Empujé cada vez más rápidamente, gimiendo ambos cada vez más estruendosamente y, en ese instante mágico en el que todo el mundo se reduce a un coño y una polla, abrió la boca, para frente a mi más absoluta sorpresa, volverse loca.

  • ¡Clávala sin piedad! ¡Mete cabrón mete!.

Empecé a avivar, a chapotear contra su humedad

ruidosa, a no considerar daños, insulto ni ofensa.

  • ¡Fóllame Fran, fóllame como nadie me folla!. ¡Folla, folla, fóllameeeee!.

¿Qué hombre es capaz de aguantar semejante arrebato?.

La follé hasta incluso temer estar sufriendo un infarto.

Una hora más tarde, abrazados y hartos, sudados, gozosos, ella respiraba fusionada con las sábanas y medio adormecida.

  • ¿Te importa que llame a mi mujer? – le pregunté – Para saber si se siente bien.
  • Claro – respondió casi dormida, con la voz apagada – Yo ya tengo lo que buscaba.
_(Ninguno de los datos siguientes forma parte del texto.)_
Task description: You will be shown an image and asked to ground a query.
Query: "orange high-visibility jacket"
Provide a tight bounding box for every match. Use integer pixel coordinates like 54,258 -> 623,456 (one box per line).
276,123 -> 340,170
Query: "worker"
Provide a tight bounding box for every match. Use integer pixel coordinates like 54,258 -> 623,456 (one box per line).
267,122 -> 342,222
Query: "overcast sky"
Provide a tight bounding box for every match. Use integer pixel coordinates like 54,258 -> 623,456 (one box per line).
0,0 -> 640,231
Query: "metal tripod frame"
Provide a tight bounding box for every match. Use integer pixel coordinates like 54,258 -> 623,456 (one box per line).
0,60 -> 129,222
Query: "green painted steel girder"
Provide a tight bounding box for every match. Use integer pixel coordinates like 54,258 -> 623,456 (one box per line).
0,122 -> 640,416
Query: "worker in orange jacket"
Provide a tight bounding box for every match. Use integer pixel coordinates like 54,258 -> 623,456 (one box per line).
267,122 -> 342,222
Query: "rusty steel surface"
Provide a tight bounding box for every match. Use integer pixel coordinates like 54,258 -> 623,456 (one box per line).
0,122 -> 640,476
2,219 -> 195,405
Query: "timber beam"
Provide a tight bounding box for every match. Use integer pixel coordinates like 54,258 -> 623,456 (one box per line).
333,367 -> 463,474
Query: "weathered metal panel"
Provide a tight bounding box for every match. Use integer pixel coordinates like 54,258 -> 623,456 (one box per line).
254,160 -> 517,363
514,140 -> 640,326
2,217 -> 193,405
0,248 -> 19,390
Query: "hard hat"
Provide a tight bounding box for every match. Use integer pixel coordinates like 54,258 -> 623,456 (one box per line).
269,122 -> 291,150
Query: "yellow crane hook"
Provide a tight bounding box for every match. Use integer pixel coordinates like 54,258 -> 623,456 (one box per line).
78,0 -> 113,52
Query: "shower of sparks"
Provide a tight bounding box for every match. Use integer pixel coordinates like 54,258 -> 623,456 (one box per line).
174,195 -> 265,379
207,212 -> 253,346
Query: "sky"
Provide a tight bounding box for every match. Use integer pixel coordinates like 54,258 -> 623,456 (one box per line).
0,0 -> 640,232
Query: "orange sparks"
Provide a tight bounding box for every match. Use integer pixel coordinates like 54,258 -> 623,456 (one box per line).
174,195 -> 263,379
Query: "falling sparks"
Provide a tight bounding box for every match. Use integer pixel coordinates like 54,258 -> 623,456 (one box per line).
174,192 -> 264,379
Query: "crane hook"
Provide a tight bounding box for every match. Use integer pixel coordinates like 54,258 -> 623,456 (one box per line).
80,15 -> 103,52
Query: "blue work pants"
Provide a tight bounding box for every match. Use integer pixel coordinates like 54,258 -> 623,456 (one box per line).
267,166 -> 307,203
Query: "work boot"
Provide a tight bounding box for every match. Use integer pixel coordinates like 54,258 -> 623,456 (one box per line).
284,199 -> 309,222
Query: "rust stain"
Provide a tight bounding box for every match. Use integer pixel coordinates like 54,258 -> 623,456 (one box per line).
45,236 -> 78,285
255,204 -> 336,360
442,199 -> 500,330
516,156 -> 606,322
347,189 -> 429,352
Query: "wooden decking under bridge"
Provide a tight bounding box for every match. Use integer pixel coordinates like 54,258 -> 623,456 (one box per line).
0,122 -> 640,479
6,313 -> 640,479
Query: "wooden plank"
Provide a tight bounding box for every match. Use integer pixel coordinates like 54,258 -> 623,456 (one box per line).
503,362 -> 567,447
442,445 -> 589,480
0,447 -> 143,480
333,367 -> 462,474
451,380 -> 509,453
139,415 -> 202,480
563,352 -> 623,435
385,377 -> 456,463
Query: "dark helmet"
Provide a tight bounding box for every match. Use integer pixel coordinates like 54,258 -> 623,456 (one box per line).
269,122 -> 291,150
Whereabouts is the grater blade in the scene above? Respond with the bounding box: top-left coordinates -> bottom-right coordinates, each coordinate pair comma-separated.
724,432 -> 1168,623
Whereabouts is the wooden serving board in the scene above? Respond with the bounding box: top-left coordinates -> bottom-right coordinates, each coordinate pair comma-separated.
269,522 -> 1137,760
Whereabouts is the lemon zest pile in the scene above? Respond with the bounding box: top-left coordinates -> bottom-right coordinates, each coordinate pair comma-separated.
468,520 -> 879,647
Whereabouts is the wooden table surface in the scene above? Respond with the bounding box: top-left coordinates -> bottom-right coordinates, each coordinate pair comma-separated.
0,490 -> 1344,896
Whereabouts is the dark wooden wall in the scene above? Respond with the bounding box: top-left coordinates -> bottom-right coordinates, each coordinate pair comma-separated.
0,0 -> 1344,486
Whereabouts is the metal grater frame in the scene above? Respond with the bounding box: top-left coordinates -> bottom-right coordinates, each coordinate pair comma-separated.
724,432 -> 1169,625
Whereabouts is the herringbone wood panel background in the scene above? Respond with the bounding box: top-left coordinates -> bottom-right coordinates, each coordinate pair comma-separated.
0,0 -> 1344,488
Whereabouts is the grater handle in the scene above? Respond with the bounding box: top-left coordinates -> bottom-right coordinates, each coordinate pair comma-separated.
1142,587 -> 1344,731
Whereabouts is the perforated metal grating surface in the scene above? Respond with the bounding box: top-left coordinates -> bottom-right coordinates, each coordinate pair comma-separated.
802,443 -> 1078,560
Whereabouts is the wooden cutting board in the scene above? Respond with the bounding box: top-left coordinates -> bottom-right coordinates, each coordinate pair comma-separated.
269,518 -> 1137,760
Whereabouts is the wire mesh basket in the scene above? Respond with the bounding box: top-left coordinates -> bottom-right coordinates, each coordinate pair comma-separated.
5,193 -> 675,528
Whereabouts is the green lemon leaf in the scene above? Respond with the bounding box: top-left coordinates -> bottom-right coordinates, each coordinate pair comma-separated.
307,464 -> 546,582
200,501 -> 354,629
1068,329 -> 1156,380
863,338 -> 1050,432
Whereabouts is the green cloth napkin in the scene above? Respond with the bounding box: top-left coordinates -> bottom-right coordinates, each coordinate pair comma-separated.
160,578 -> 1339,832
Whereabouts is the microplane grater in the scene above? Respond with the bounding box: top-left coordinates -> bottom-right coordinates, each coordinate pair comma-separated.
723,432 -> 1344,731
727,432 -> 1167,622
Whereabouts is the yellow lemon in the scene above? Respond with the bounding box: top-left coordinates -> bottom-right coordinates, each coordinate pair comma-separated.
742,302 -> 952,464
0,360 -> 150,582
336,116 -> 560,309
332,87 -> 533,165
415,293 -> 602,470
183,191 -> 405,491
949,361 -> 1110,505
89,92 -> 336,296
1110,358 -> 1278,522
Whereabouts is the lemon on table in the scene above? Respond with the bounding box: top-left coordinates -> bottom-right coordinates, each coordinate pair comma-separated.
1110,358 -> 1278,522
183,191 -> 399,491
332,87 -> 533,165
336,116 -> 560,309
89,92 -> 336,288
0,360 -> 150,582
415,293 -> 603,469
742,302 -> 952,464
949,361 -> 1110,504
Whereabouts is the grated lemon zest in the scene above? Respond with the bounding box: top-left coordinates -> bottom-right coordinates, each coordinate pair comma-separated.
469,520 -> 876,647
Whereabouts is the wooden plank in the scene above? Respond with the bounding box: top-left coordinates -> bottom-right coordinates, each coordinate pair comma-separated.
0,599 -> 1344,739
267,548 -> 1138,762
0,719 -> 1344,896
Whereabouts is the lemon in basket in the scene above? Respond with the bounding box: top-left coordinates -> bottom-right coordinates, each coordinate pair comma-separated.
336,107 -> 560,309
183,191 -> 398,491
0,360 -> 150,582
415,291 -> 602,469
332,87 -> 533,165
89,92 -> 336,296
Fue el tono lo que me hizo sospechar.

Un tono que llevó a vestirme y salir de puntillas, con Esther soñando muy profundamente con el segundo polvo que ella creía le echaría.
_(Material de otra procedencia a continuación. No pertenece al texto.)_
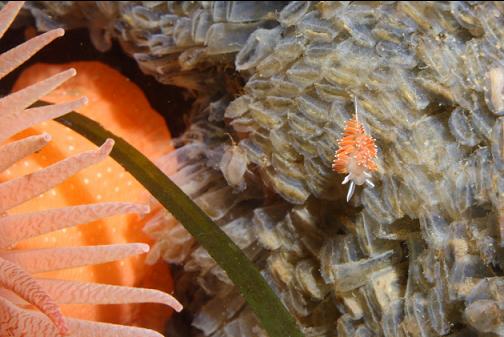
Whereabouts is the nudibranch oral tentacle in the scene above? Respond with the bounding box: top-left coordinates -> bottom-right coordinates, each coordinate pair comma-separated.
332,98 -> 378,202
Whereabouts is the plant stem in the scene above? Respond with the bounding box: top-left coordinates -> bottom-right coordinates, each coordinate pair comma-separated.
56,108 -> 303,337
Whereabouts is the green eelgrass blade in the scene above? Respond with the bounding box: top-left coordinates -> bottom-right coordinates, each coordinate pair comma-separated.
50,107 -> 303,337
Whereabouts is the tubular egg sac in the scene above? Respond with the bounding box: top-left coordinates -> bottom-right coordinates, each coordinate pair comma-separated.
19,1 -> 504,337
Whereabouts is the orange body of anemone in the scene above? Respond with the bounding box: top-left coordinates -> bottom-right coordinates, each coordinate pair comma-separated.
4,62 -> 173,331
332,116 -> 378,173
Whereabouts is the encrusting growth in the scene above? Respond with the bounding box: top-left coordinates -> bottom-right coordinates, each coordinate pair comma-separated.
332,98 -> 378,202
0,2 -> 182,337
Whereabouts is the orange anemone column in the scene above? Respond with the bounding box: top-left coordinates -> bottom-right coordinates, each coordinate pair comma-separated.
0,62 -> 173,331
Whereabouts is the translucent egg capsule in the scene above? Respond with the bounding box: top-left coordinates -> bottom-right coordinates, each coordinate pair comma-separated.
491,117 -> 504,173
448,108 -> 479,146
278,1 -> 311,27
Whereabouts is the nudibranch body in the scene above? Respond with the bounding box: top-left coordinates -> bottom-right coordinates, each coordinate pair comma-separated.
332,101 -> 378,201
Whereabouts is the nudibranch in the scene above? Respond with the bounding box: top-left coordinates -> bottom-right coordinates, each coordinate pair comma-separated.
0,2 -> 182,337
332,99 -> 378,202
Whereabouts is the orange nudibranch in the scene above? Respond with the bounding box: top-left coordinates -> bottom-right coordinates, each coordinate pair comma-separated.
7,62 -> 177,331
332,102 -> 378,201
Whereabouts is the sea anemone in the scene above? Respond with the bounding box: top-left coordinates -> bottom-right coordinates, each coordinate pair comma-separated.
0,2 -> 181,337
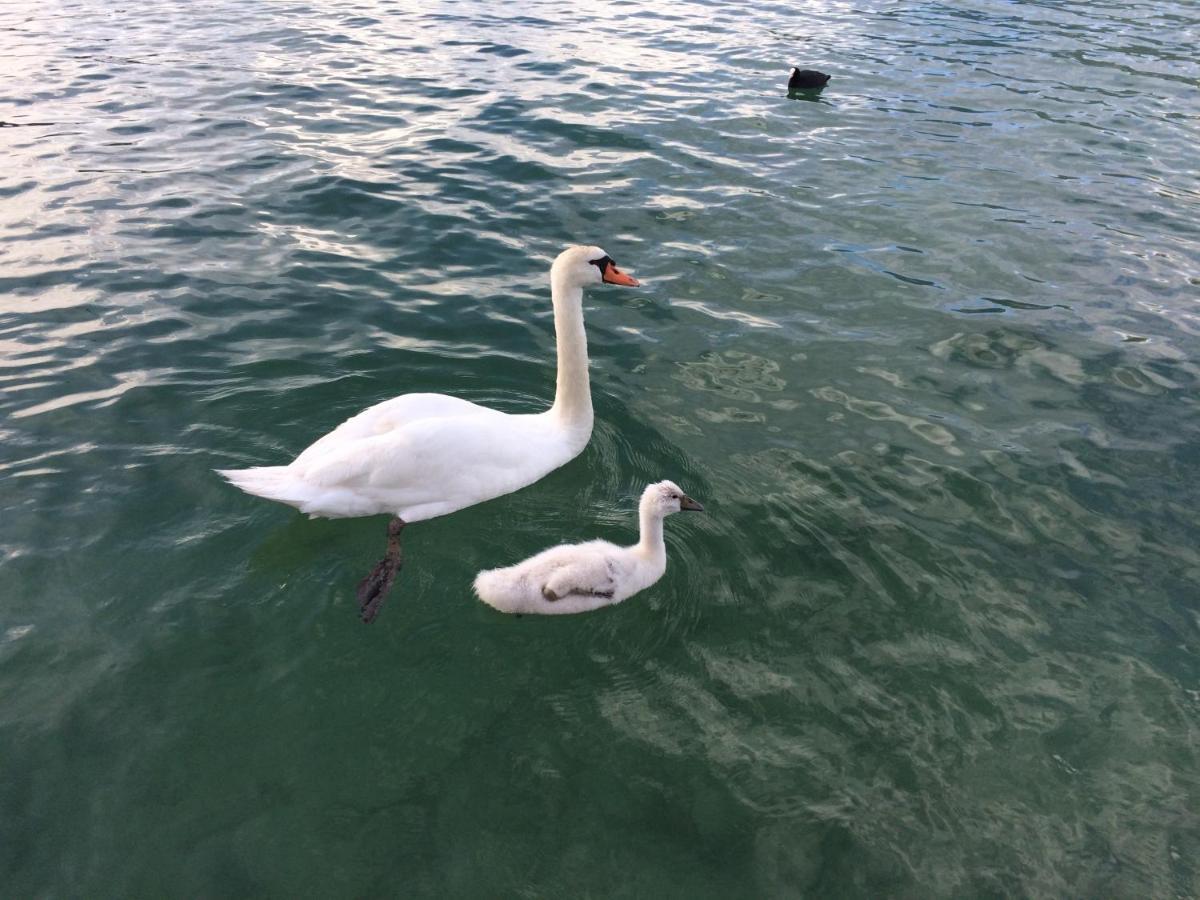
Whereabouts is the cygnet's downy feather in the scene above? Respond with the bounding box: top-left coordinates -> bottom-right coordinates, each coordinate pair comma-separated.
475,481 -> 704,616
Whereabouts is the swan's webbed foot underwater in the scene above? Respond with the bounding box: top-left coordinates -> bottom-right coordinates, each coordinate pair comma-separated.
358,516 -> 404,624
541,587 -> 613,602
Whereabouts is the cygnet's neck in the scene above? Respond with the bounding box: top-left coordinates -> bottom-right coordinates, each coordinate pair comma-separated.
637,499 -> 667,560
550,269 -> 592,434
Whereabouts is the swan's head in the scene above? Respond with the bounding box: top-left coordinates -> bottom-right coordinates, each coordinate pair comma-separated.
551,247 -> 640,288
642,481 -> 704,516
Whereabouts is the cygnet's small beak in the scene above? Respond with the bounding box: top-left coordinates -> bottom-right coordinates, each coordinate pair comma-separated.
602,263 -> 642,288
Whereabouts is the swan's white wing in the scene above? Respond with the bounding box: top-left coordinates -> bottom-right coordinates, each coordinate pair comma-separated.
294,394 -> 497,464
289,404 -> 576,522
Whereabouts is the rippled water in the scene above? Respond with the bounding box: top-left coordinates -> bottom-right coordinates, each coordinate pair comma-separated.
0,0 -> 1200,898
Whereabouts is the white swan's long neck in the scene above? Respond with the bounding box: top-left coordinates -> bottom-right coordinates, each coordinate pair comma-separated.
550,270 -> 592,434
637,503 -> 667,562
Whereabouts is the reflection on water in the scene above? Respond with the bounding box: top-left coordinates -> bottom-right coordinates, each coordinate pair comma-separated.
0,0 -> 1200,898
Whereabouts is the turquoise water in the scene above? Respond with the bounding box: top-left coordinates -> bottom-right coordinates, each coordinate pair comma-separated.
0,0 -> 1200,898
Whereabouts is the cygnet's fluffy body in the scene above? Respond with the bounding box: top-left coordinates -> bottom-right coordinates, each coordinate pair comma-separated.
475,481 -> 704,616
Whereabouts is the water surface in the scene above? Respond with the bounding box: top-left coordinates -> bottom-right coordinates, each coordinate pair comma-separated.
0,0 -> 1200,898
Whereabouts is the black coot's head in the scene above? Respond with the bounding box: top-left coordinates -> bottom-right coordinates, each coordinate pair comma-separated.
787,68 -> 829,91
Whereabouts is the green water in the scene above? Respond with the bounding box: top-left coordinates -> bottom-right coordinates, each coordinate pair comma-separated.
0,0 -> 1200,898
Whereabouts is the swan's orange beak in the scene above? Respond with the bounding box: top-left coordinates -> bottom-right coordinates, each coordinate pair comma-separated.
602,263 -> 642,288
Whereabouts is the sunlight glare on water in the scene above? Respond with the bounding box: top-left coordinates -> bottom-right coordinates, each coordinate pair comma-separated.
0,0 -> 1200,898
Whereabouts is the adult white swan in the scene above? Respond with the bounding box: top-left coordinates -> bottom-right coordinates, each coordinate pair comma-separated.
218,247 -> 638,622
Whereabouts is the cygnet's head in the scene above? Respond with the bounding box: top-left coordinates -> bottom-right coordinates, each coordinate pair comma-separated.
641,481 -> 704,516
551,247 -> 640,288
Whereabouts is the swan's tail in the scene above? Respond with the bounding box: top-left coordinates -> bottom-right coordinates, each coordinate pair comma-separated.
216,466 -> 311,509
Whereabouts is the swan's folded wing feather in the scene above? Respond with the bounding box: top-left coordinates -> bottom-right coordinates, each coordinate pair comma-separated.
295,394 -> 500,464
296,413 -> 552,496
Un tono que me llevó a conducir a cien donde marcaba ochenta y aparcar a doscientos metros del unifamiliar para evitar sospechas y ruido.

Abrí la puerta, ascendí descalzo, peldaño a peldaño, escuchando el grifo de la ducha y el vaho que se escapaba por la puerta entreabierta.

Apretando puños, conteniendo cada jadeo, acerque sutilmente mi sombra, más que mi presencia, contemplando como mi mujer, bajo el telefonillo y arrodillaba, devoraba con auténtica maestría la polla del marido de Esther.

  • Ogggg- suspiraba recalentado por el puro gusto – No puedo entenderlo.
  • ¿El que? – preguntó ella, apenas distrayéndose un segundo del objetivo.
  • Uffff…que chupándola como la chupas, lleves tres años sin que tu marido te de polla.